Eight starts as a riff on Spaghetti Westerns, complete with a score by the masterful Ennio Morricone. Long rolling landscape shots, whistling tones, the whole nine yards. While there are the titular eight protagonists, the only ones you will really remember are Russell’s Hangman, Jennifer Jason Leigh’s Daisy, and S.L.J’s Major Marquis Warren. The trio is forced to shack up with a variety of rouges, all of whom appear to have a dark backstory worth exploring. Instead of the normal “shoot first, ask questions later” tone that Tarantino is known for, Eight strives to be a murder mystery with complex human relationships that don’t require gratuitous violence. This allows for some cool moments of post-civil war reflection, particularly with Warren. Being a black man in what is still a very racially split America forces Warren to be the most kick-ass of the group, having to simultaneously prove his worth and keep control of the crazy situations that occur.
Warren acts as a detective – we see him careful dissect each character’s story to find the truth and, more importantly, the lies. The best scenes of the film are easily when this character is grilling over his white co-stars – making them squirm as they have to answer to someone who is reveling in their newly earned freedom. Warren also acts as a conduit for all of the Tarantino-isms that we have come to expect. He’s violent, funny, and has the best monologue of any Tarantino film ever. Sadly, these provocations start to come off as pointless rather than having actual meaning behind it. Unlike Django Unchained where the use of the n-word had an almost fraternal sting to it, the eight throw it around just because there weren’t enough swear words in the last line of dialogue. Too often the script wanders off and distracts from the contemporary issues that it tries to explore. I can’t believe I’m saying this, but Tarantino’s script is lazily written and is far from his best work. There are plenty of enjoyable parts, but it never comes together with the tight, professional touch that we have seen in his previous films.

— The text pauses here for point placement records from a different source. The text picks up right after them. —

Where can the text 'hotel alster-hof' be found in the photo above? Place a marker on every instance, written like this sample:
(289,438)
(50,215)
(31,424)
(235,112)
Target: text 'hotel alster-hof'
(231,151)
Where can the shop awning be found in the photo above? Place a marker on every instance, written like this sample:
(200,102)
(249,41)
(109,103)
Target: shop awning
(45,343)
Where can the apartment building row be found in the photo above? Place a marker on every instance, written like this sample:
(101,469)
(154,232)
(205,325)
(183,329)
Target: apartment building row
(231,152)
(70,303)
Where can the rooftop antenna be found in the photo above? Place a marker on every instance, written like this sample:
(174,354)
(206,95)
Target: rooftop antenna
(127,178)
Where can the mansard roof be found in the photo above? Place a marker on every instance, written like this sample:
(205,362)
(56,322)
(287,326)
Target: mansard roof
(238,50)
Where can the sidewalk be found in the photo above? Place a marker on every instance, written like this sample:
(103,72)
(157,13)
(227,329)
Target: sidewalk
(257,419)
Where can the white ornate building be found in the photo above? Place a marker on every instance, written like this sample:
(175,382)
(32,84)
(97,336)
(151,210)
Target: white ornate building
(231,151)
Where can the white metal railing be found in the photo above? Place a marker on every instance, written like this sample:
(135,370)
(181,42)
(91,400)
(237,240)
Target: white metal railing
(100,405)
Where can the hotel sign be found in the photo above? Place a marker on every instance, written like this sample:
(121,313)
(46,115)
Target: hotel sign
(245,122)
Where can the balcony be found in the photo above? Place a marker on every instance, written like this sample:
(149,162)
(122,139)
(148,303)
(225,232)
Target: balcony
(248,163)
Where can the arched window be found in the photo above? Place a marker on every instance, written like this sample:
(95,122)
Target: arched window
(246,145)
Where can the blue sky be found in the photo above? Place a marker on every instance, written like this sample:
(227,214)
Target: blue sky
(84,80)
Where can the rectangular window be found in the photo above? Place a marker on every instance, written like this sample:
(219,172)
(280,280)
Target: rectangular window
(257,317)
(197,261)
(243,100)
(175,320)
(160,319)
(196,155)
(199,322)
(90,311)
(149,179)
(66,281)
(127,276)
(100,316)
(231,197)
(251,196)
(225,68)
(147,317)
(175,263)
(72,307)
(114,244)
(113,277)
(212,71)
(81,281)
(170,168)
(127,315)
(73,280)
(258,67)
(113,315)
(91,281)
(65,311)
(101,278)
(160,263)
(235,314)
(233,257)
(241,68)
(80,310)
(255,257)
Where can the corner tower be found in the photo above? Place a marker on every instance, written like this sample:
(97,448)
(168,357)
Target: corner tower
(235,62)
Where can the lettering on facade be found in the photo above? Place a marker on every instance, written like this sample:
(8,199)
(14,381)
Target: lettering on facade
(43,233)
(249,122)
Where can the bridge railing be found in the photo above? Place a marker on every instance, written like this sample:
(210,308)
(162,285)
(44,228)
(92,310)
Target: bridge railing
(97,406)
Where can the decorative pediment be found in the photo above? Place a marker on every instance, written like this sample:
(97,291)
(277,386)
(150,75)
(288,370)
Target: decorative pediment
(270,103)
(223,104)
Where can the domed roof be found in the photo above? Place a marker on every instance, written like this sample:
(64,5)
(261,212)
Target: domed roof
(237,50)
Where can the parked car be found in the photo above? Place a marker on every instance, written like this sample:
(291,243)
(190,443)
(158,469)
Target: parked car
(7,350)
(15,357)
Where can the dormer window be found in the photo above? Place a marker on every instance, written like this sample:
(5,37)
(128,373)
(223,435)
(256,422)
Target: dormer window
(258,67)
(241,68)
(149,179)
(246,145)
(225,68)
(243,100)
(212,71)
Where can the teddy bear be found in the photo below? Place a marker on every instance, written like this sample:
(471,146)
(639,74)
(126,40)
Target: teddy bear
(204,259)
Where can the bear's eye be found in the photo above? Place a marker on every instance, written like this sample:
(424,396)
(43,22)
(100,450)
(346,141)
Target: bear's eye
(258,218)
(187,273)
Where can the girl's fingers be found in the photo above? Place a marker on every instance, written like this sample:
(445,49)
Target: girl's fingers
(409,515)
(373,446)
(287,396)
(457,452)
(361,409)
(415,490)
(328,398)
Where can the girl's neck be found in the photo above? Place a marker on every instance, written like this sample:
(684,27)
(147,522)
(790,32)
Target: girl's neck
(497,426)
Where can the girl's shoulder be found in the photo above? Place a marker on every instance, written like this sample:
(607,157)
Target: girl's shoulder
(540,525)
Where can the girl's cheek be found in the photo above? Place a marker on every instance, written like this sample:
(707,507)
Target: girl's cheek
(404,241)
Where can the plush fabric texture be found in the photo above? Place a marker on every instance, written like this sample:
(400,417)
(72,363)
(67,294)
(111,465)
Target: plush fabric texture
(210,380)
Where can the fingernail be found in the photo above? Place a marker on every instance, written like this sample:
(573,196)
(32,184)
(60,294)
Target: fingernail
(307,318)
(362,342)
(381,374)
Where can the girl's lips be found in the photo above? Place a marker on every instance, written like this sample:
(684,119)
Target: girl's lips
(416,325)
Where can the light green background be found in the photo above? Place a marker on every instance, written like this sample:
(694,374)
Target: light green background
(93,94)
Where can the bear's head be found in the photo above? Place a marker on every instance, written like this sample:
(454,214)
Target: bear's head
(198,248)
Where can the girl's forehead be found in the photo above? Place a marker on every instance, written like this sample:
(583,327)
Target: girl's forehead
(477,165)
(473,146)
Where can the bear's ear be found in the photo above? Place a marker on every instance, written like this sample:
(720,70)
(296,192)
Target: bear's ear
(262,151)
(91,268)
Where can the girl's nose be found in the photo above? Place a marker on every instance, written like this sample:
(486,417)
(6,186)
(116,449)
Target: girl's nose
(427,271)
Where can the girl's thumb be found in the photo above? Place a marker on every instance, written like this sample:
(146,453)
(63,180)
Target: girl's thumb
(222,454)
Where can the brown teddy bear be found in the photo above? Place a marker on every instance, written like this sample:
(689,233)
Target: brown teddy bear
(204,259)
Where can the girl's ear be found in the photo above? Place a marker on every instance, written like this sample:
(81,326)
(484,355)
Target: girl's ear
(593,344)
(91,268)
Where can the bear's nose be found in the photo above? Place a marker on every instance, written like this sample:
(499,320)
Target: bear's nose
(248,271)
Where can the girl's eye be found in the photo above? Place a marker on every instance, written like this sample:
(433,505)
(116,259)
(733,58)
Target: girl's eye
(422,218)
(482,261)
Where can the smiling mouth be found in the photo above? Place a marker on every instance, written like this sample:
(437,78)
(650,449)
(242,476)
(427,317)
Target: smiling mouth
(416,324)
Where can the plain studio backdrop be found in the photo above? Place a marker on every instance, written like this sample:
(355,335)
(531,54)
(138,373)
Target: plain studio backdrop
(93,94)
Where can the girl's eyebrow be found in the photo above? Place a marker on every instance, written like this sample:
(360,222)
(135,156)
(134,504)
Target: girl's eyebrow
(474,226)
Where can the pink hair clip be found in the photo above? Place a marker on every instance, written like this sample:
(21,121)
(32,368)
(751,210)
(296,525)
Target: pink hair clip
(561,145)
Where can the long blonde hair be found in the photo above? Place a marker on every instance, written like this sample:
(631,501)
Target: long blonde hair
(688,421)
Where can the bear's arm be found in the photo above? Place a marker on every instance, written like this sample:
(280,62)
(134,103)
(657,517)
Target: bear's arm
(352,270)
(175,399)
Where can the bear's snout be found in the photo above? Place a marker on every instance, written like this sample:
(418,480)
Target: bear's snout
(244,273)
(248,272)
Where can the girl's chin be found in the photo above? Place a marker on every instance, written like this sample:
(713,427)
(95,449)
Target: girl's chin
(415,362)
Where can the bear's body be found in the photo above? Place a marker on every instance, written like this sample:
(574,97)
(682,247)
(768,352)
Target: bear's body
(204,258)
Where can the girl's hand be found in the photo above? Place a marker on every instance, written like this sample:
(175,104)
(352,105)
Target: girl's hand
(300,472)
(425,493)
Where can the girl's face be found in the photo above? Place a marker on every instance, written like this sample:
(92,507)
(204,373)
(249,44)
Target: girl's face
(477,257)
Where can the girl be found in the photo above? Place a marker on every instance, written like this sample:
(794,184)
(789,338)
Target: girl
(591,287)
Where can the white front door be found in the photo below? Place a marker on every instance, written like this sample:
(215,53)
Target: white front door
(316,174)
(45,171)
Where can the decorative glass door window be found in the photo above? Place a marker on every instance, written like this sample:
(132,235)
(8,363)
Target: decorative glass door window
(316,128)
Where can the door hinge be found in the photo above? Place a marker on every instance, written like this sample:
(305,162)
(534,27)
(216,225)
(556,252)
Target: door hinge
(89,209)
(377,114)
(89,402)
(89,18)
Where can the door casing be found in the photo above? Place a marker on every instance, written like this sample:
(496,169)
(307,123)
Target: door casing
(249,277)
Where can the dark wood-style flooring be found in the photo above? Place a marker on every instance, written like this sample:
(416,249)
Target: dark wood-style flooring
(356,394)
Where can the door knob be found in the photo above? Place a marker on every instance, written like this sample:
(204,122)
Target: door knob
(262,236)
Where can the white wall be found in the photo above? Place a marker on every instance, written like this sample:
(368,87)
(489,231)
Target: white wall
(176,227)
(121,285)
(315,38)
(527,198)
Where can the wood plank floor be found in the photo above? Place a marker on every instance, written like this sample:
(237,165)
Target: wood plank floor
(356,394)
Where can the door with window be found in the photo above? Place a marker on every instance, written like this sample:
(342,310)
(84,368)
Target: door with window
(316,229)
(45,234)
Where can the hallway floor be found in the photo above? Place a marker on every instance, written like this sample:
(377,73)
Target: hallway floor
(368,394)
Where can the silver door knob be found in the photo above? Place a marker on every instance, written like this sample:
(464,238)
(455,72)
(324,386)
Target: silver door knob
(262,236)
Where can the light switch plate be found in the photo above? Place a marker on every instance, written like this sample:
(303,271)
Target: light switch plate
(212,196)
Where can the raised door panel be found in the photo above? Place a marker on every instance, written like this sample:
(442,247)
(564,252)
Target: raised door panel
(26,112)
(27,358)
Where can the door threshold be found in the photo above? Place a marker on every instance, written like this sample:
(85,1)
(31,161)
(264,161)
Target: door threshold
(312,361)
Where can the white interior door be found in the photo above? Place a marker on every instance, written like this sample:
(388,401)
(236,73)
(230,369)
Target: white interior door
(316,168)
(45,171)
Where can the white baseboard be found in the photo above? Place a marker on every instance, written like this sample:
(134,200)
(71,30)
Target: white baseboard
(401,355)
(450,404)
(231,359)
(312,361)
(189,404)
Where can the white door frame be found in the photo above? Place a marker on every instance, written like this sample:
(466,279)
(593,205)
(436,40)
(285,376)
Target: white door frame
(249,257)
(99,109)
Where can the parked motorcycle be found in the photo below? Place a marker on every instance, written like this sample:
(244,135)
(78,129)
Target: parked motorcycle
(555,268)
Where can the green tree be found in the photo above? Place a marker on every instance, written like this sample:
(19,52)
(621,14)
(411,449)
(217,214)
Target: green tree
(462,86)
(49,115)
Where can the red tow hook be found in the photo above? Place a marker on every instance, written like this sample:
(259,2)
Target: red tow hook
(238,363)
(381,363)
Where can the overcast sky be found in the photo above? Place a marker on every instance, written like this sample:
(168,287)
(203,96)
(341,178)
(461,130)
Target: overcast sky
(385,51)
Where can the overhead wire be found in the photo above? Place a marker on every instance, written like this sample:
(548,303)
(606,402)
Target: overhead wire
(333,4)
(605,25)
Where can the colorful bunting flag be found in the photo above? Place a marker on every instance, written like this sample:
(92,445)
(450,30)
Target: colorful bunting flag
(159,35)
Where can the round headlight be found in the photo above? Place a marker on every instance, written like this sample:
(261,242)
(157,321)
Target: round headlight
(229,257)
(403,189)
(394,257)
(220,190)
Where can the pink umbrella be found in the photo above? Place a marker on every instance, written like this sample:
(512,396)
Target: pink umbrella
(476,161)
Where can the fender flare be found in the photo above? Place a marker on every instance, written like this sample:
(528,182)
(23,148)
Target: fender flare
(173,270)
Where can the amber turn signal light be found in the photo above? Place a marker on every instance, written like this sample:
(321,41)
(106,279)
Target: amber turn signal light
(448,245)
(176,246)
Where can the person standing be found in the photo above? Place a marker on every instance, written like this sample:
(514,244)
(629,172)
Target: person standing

Aesthetically, The Hateful Eight is a beautiful film. If you have the chance to see the picture in “glorious” 70 mm be sure to do so; some beautiful shots of snowy peaks and the interior of the cabin can only be realized with the superior aspect ratio. Robert Richardson’s cinematography expertly captures the brutal chill of Minnie’s Haberdashery and makes good use of wide shots inside the cabin to show what the many characters are up to. Lighting is particularly impressive too, as the charming interior of the cabin is excellent contrast to the dark chill of the outdoors.
The Hateful Eight is a highly enjoyable film that falls under the weight of its predecessors. If the film didn’t last three hours and was more straightforward, the script would have felt more streamlined. Instead, it often feels like wandering plot threads are introduced just to waste time. There is a captivating main plot that is intoxicating, but too often a meaningless development is introduced that makes the dialogue feel sloppy and lazily written. But even a sub-par Tarantino film is an excellent picture. An excellent cast meshed with this excellent director makes for an entertaining three hours – but we expect more. RDR gives The Hateful Eight a 7.9 out of 10.